On ne peut que redouter les « rahba » et les déplacements en voitures entre les régions, durant l’Aïd. De toute façon, « les effets se feront, quoi qu’il en soit, sentir ». Reportage.
Le constat peut être établi facilement après un petit tour dans Tunis et sa banlieue : il y a moins de bêlements aux quatre coins des quartiers. C’est le cas à El Menzah 1 où Nourreddine a fait en cet Aïd Al Idha le choix de ne pas acquérir de mouton. « Pourtant, j’ai assez d’espace et je sais tout faire par moi-même », assure-t-il, derrière ses lunettes de soleil.
Quarante-cinq ans, l’allure dynamique, ce cadre d’une société d’assurance donne pour cela deux explications. D’abord, la longue attente dans les lieux réservés à la vente du bétail. Ensuite, le prix qui est monté jusqu’à être supérieur de 30 à 40% par rapport à l’année précédente.
Acheter tout simplement un peu de viande
Sans oublier, annonce-t-il, qu’à ce qu’on dit le mouton se fait un peu plus rare en raison de la pandémie. C’est que la pandémie a imposé des restrictions qui ont somme toute freiné le travail des éleveurs.
Pour cette année, et en attendant des jours meilleurs, il a décidé d’acheter tout simplement un peu de viande. « Deux kilogrammes et un peu de merguez et le tour est joué », lance-t-il. Même s’il a horreur de la foule et des gens qui s’agglutinent en masse devant le rayon boucherie des supermarchés.

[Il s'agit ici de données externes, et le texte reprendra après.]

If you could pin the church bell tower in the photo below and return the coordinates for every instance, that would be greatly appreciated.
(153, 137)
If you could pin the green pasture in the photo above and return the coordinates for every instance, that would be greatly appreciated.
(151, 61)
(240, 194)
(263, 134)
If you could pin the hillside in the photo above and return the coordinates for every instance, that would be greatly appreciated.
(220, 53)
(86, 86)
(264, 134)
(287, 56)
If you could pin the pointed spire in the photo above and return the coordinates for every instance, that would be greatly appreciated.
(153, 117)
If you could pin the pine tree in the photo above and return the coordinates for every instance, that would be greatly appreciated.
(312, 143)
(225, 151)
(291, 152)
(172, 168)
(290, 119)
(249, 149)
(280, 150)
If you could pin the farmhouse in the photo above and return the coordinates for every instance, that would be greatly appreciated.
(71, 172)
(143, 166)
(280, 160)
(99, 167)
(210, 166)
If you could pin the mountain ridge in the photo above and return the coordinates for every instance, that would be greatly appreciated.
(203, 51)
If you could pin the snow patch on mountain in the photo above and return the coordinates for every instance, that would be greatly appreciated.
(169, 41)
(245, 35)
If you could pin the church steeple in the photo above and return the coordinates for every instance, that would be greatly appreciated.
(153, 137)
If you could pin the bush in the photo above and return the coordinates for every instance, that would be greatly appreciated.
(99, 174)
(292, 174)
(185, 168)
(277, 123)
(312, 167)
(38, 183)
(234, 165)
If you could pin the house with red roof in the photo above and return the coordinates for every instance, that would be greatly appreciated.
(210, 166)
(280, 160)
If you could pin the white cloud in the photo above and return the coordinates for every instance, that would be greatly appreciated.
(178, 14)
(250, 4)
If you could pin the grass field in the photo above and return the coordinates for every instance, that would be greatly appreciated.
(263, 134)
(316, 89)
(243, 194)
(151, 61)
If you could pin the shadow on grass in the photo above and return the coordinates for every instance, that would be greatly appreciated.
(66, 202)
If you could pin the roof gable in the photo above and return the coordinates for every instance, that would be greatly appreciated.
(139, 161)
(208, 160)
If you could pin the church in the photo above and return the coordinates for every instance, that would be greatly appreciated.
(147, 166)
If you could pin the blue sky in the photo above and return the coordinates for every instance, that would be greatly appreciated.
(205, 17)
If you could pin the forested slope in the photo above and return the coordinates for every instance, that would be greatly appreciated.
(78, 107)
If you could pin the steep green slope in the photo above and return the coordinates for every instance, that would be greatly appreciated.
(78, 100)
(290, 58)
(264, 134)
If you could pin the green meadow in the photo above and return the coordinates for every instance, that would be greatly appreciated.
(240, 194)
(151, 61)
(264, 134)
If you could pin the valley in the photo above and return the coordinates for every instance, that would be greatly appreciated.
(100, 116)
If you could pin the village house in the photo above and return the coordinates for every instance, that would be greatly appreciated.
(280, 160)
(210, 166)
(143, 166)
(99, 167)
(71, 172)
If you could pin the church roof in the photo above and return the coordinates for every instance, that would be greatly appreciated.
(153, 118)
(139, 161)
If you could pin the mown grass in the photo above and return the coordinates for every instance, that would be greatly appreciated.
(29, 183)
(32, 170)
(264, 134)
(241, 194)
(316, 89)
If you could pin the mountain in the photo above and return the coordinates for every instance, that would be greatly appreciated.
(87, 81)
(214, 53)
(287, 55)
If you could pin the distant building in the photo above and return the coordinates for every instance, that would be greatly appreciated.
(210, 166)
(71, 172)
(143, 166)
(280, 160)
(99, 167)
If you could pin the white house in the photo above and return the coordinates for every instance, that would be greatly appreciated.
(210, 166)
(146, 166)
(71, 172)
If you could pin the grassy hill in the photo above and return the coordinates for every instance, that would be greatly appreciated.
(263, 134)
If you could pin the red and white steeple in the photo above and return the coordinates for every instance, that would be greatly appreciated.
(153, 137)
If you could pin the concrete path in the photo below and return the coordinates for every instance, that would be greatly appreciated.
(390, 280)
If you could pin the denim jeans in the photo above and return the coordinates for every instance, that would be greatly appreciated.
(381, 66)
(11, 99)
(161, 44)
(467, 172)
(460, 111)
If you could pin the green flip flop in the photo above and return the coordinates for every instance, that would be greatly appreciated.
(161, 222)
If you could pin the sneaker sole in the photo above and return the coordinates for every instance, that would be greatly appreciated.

« Je n’ai pas évité les « rahba » (espace de vente des moutons) pour aller vivre la même chose dans un supermarché ». Du côté d’Al Manar, un des jeunes bouchers estime cependant, pour sa part, que l’affluence n’est pas aussi importante que cela.
« Le corona a eu un effet dévastateur »
Mourad– il refuse de donner son vrai nom- pense effectivement que « les gens, même pour le quartier cossu où il travaille, ont été touchés par une conjoncture difficile ». « Le corona a eu un effet dévastateur pour nombre de métiers et le résultat s’est fait sentir au niveau de la consommation », commente-t-il.
Mais le corona n’a pas fait l’effet qu’il faut sur certains Tunisiens qui ont continué à fréquenter les « rahba », souvent sauvages. Nourreddine, notre cadre d’une société d’assurance, dit avoir eu peur en regardant certaines vidéos sur Facebook montrant la vente de mouton à Jelma, Chrararda et Douz. « Il y avait le plus grand nombre d’acheteurs au mètre carré au monde », sourit-il. En ajoutant que « les effets se feront, quoi qu’il en soit, sentir ».
Mais ce n’est pas tout. Nizar, rencontré dans une boulangerie-pâtisserie du côté du quartier Lafayette, chauffeur-livreur d’une marque de détergent, déplore, dans le même ordre d’idée, qu’il y ait du mouvement sur les routes à l’occasion de la fête du sacrifice. « Comme s’il n’y avait pas interdiction de se déplacer entre les régions ! »
« Respecter les protocoles sanitaires »
Nourredine regrette que le Mufti ait somme toute boosté le commerce du mouton en s’opposant, samedi 3 juillet 2021, à l’annulation des rites de l’Aïd el Idha en rappelant, dans ce contexte, que c’est là « une pratique prophétique hautement recommandée (sunna mouakada) ». Il pouvait insister davantage sur « la nécessité de respecter les protocoles sanitaires ».
Nourreddine se souvient que Feu le Roi Hassan II, du reste Amir Al Muminin (Commandeur des croyants), avait par trois fois, au Maroc, (en 1963, en 1981 et en 1995) usé de ses prérogatives. Il avait appelé les Marocains à s’abstenir d’effectuer le rite annuel de l’Aïd Al Idha.